You’ve really figured it out, haven’t you? You’re one of those secret diabolical genius mofos that everyone thinks is just pullin’ a cart for a living, but really you’re making bank. Right? I mean who else would have thought that suburban Americans with too much expendable income would crave processed pig toenails while shopping for paint stirrers on a Sunday morning? Brilliant! Wow, I would have never thought to tap that goldmine demographic. But it must work because people go batsh*t crazy for your hotdogs, bro. Even at 9 a.m. I don’t get it, but it works. Just look at that line!
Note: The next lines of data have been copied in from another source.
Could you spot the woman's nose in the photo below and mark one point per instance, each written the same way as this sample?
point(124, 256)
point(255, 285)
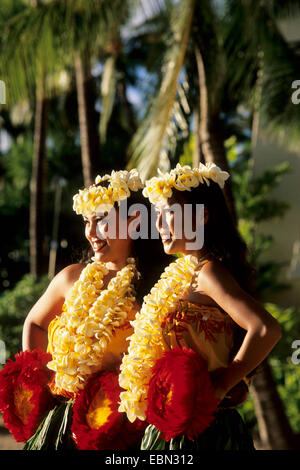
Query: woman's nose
point(92, 230)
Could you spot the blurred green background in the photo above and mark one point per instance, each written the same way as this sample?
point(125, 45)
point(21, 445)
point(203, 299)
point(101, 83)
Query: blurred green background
point(96, 85)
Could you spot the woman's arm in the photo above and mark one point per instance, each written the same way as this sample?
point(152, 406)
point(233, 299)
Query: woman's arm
point(262, 330)
point(35, 329)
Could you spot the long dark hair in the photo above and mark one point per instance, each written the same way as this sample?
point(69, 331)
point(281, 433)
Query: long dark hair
point(221, 237)
point(149, 253)
point(223, 240)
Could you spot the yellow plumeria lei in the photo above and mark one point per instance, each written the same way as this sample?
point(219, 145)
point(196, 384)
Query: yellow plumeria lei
point(88, 320)
point(183, 178)
point(99, 198)
point(146, 344)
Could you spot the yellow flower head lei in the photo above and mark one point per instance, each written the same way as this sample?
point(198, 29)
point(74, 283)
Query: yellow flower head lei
point(183, 178)
point(146, 343)
point(79, 337)
point(100, 198)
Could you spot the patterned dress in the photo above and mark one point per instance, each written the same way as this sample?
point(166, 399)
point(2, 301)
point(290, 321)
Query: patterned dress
point(209, 331)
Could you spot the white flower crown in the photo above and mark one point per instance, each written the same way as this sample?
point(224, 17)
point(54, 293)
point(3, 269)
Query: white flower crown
point(183, 178)
point(98, 198)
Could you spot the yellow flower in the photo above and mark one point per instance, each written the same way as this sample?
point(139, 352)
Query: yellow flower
point(86, 324)
point(146, 344)
point(182, 178)
point(98, 198)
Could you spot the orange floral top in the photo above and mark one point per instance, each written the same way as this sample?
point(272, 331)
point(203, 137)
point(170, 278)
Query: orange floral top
point(204, 328)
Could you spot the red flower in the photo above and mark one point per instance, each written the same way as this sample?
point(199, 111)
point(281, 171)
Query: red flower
point(24, 394)
point(97, 424)
point(181, 397)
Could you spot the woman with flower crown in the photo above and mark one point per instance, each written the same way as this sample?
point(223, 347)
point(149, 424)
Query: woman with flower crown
point(200, 332)
point(75, 335)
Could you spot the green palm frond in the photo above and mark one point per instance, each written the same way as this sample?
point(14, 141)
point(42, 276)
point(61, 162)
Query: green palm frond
point(108, 91)
point(43, 40)
point(155, 137)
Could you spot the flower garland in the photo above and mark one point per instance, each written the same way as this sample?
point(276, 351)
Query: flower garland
point(146, 344)
point(99, 198)
point(86, 325)
point(183, 178)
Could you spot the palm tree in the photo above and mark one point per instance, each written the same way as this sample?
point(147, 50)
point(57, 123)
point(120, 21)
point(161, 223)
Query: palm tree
point(39, 42)
point(216, 41)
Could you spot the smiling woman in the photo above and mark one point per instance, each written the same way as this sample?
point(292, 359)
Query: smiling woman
point(83, 321)
point(202, 304)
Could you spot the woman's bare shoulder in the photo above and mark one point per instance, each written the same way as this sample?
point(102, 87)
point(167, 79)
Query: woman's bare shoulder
point(214, 273)
point(65, 279)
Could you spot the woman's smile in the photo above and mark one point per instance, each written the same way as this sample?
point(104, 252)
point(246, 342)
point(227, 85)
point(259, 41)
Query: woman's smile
point(98, 245)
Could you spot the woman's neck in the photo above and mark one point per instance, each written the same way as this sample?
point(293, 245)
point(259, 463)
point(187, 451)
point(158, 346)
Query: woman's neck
point(199, 254)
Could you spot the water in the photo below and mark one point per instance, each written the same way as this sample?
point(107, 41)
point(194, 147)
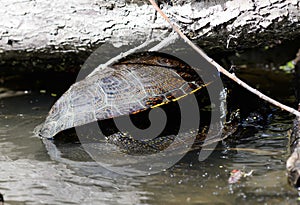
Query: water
point(33, 172)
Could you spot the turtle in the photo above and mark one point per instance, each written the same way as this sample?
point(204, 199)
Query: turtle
point(134, 84)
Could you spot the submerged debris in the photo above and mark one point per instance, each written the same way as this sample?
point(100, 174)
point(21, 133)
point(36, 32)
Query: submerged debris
point(237, 174)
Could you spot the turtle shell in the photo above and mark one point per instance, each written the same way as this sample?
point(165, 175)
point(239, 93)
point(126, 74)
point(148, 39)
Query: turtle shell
point(138, 82)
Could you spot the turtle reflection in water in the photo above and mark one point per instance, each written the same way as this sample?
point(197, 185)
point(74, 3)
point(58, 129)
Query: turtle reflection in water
point(132, 86)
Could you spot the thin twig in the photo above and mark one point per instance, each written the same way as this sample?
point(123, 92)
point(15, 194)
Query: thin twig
point(223, 70)
point(130, 51)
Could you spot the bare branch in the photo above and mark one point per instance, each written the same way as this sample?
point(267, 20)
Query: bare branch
point(223, 70)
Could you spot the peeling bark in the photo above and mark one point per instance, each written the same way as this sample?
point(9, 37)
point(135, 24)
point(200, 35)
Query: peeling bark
point(60, 30)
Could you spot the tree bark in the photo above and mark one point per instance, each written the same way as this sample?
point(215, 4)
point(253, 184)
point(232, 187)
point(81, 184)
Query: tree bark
point(32, 31)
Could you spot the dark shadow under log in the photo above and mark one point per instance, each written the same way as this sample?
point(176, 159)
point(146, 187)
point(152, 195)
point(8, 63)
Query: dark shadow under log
point(33, 31)
point(293, 162)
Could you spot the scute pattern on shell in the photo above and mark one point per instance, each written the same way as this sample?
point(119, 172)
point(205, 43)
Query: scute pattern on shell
point(127, 87)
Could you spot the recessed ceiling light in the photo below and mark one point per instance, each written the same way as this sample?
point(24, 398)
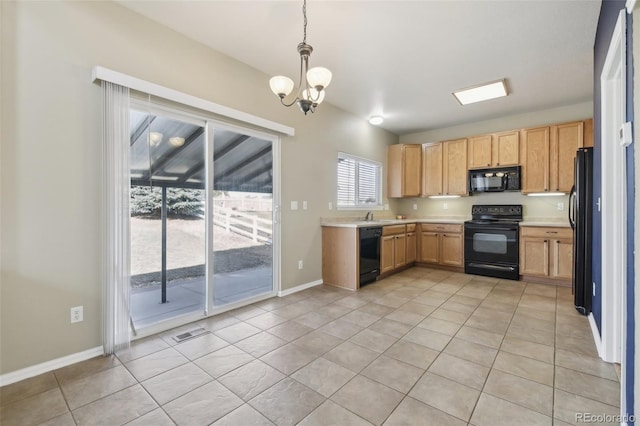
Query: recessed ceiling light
point(176, 141)
point(481, 92)
point(376, 120)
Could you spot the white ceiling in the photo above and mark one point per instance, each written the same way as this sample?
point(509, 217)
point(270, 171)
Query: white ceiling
point(402, 59)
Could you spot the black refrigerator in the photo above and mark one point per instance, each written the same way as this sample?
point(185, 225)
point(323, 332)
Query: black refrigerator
point(581, 221)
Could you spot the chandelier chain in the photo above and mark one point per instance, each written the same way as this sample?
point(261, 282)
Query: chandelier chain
point(304, 14)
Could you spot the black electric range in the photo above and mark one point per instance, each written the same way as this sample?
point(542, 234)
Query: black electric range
point(491, 241)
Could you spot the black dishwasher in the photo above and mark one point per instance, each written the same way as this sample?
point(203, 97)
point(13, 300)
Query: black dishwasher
point(369, 254)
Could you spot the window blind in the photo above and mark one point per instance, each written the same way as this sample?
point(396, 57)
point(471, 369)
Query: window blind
point(359, 182)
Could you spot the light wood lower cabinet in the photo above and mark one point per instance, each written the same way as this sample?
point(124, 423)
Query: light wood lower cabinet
point(411, 247)
point(340, 257)
point(397, 247)
point(546, 252)
point(441, 244)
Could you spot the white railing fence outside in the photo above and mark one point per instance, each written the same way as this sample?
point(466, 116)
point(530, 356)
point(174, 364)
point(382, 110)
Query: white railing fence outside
point(242, 223)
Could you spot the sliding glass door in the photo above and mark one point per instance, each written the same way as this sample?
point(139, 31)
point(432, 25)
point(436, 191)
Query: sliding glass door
point(202, 203)
point(242, 216)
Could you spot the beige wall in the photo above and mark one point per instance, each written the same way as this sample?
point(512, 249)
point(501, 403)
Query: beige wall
point(534, 207)
point(636, 219)
point(50, 152)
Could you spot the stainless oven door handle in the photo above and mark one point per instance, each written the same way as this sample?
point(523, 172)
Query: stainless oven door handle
point(486, 266)
point(489, 228)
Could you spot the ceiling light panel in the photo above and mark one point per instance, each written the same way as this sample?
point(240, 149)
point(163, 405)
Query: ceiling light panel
point(482, 92)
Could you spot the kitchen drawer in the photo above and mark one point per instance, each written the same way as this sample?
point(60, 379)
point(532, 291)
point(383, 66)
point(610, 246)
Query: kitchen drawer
point(535, 231)
point(393, 229)
point(441, 227)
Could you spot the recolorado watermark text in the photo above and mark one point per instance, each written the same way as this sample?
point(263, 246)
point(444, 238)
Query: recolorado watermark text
point(604, 418)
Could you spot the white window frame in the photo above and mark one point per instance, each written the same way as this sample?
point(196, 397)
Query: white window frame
point(356, 206)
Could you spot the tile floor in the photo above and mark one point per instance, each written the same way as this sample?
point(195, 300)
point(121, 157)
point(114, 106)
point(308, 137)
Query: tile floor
point(423, 347)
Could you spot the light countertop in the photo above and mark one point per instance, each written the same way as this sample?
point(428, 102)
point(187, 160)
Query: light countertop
point(546, 223)
point(336, 223)
point(354, 223)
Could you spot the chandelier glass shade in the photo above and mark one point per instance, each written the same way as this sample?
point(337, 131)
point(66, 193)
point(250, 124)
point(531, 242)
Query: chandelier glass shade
point(310, 92)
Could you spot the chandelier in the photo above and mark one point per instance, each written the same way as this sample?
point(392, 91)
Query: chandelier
point(313, 81)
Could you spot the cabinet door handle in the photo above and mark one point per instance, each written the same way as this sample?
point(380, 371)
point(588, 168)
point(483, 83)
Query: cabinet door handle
point(555, 267)
point(546, 257)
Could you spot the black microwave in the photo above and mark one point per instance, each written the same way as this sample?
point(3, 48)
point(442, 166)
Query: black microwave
point(495, 180)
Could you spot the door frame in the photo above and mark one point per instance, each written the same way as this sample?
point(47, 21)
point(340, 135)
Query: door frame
point(613, 203)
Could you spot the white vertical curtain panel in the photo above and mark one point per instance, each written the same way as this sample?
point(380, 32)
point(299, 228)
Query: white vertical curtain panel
point(116, 181)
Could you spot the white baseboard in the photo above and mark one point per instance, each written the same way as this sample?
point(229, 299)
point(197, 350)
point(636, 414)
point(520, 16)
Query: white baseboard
point(45, 367)
point(299, 288)
point(596, 334)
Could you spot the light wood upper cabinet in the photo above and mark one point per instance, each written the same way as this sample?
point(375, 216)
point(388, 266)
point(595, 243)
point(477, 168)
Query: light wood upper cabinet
point(404, 164)
point(547, 157)
point(496, 150)
point(432, 169)
point(506, 149)
point(565, 141)
point(455, 167)
point(535, 160)
point(480, 151)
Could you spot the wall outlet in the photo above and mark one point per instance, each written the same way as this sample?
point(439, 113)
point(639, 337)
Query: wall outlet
point(77, 314)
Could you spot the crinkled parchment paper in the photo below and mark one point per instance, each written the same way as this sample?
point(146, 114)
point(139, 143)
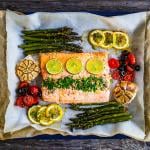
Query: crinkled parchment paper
point(133, 24)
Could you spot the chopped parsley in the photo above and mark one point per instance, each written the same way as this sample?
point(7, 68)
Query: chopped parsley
point(88, 84)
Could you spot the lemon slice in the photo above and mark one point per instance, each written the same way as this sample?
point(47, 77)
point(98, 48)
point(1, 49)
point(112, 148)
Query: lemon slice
point(108, 42)
point(55, 112)
point(74, 66)
point(96, 38)
point(120, 40)
point(32, 114)
point(94, 66)
point(54, 66)
point(41, 116)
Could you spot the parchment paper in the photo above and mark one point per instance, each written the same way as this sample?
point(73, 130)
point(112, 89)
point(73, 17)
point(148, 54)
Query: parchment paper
point(133, 24)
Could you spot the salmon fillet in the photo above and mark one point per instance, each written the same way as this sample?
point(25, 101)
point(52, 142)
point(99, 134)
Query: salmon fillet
point(70, 96)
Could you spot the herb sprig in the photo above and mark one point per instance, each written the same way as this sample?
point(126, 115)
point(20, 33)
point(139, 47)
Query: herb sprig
point(88, 84)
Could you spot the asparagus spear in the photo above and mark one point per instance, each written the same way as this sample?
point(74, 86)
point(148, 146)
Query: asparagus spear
point(64, 37)
point(81, 107)
point(51, 50)
point(94, 116)
point(56, 30)
point(48, 41)
point(34, 46)
point(59, 34)
point(99, 110)
point(102, 120)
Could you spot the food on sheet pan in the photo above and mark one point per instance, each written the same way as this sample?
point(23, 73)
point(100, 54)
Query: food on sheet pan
point(96, 38)
point(108, 39)
point(124, 67)
point(125, 92)
point(27, 95)
point(54, 66)
point(94, 66)
point(120, 40)
point(82, 80)
point(45, 115)
point(79, 88)
point(108, 42)
point(74, 65)
point(50, 40)
point(100, 114)
point(27, 70)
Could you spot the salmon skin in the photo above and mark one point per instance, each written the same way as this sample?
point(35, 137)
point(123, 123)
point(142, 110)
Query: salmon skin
point(71, 96)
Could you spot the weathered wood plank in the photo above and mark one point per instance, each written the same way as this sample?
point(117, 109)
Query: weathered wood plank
point(90, 144)
point(75, 5)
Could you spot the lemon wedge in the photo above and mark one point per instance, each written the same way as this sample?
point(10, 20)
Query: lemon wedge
point(43, 119)
point(96, 38)
point(120, 40)
point(108, 42)
point(94, 66)
point(32, 114)
point(54, 66)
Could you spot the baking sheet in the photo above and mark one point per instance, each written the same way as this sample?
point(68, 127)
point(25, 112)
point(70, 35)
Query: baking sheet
point(15, 117)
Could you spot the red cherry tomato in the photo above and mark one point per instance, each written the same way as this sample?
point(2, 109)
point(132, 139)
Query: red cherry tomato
point(34, 90)
point(19, 101)
point(129, 76)
point(116, 75)
point(113, 63)
point(30, 100)
point(23, 84)
point(131, 58)
point(129, 68)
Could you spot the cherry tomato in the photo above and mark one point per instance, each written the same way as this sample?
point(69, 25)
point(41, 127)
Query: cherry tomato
point(113, 63)
point(129, 68)
point(129, 76)
point(116, 75)
point(30, 100)
point(131, 58)
point(19, 101)
point(23, 84)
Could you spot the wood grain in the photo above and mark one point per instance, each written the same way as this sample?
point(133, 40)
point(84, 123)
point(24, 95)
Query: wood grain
point(28, 6)
point(90, 144)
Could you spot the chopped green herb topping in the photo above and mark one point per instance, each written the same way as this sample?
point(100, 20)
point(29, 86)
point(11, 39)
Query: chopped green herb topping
point(89, 84)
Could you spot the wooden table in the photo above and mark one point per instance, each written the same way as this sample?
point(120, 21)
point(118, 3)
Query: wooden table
point(27, 6)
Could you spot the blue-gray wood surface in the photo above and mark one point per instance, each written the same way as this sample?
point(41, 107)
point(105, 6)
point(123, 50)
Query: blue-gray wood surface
point(109, 6)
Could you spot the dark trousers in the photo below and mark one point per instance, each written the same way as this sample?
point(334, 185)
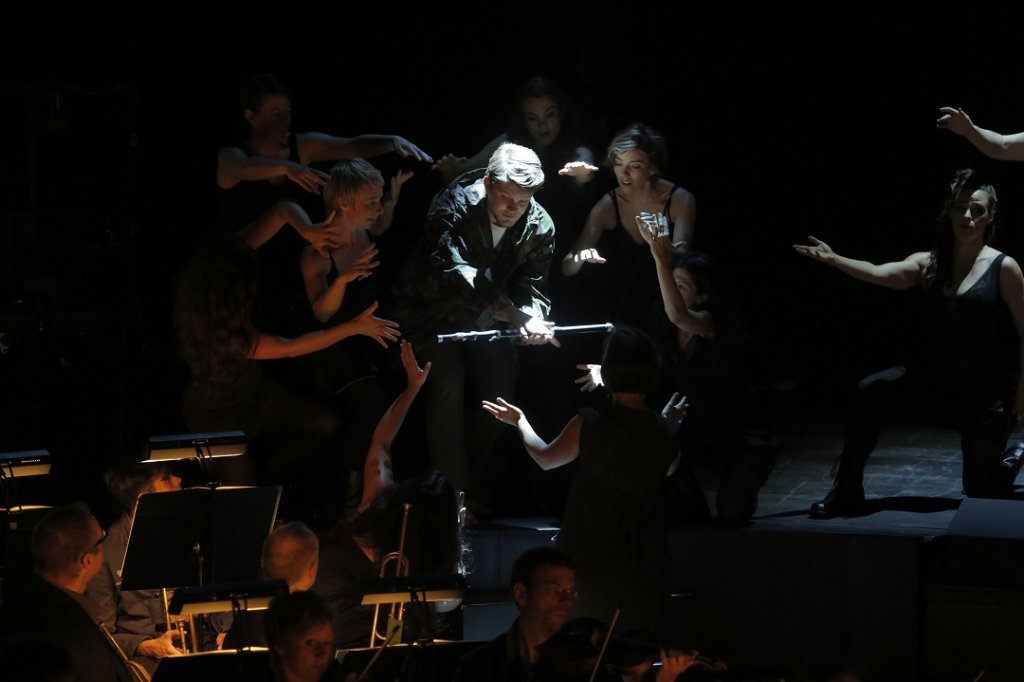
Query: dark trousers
point(460, 434)
point(983, 422)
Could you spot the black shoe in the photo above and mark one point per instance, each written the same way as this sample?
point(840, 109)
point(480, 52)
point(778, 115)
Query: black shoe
point(839, 503)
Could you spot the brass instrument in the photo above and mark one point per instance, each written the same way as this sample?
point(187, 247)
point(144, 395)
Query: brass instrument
point(135, 669)
point(178, 623)
point(397, 609)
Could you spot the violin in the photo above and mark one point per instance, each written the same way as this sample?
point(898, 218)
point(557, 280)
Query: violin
point(587, 649)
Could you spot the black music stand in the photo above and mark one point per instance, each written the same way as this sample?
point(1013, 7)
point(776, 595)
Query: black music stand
point(204, 449)
point(200, 536)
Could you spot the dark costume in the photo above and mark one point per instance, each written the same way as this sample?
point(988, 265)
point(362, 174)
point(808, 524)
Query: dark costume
point(497, 661)
point(724, 431)
point(132, 615)
point(40, 610)
point(343, 570)
point(455, 281)
point(631, 288)
point(282, 298)
point(613, 521)
point(967, 381)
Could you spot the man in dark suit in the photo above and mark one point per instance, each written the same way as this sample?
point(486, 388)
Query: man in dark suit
point(67, 552)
I really need to take a lesson from you, ya know? I mean here I am shopping for screws and I’m spending money, not making some! I should be up on this game. I need a piece of this action. I was thinking…maybe we could hang out sometime, grab a beer or something, and you could teach me your secret. Like a Jedi and master. Or kung-fu hero and young grasshopper, ya know? I need to figure out my game plan. I could sell stuff out of the back of my truck for awhile, until I could afford a cart or kiosk or something else that looks super official. Burgers? No, too unoriginal? Flan? No, too weird. What about those lemon ice things? Everyone likes them, right?
I dunno, hot dog dude. I just saw you the other day and you inspired me, like Nancy Kerrigan or whatever. I really think we should hang out some time and just kick it. Maybe there’s a hot dog vendor convention we could go to, or perhaps we could just walk around downtown and make fun of the ineptitude of the other vendors or something. Think about it and hit me up on my cell. You’re on to something though, man. For real. Don’t let that assclown who just bought the Rice Field Dream colored paint tell you otherwise.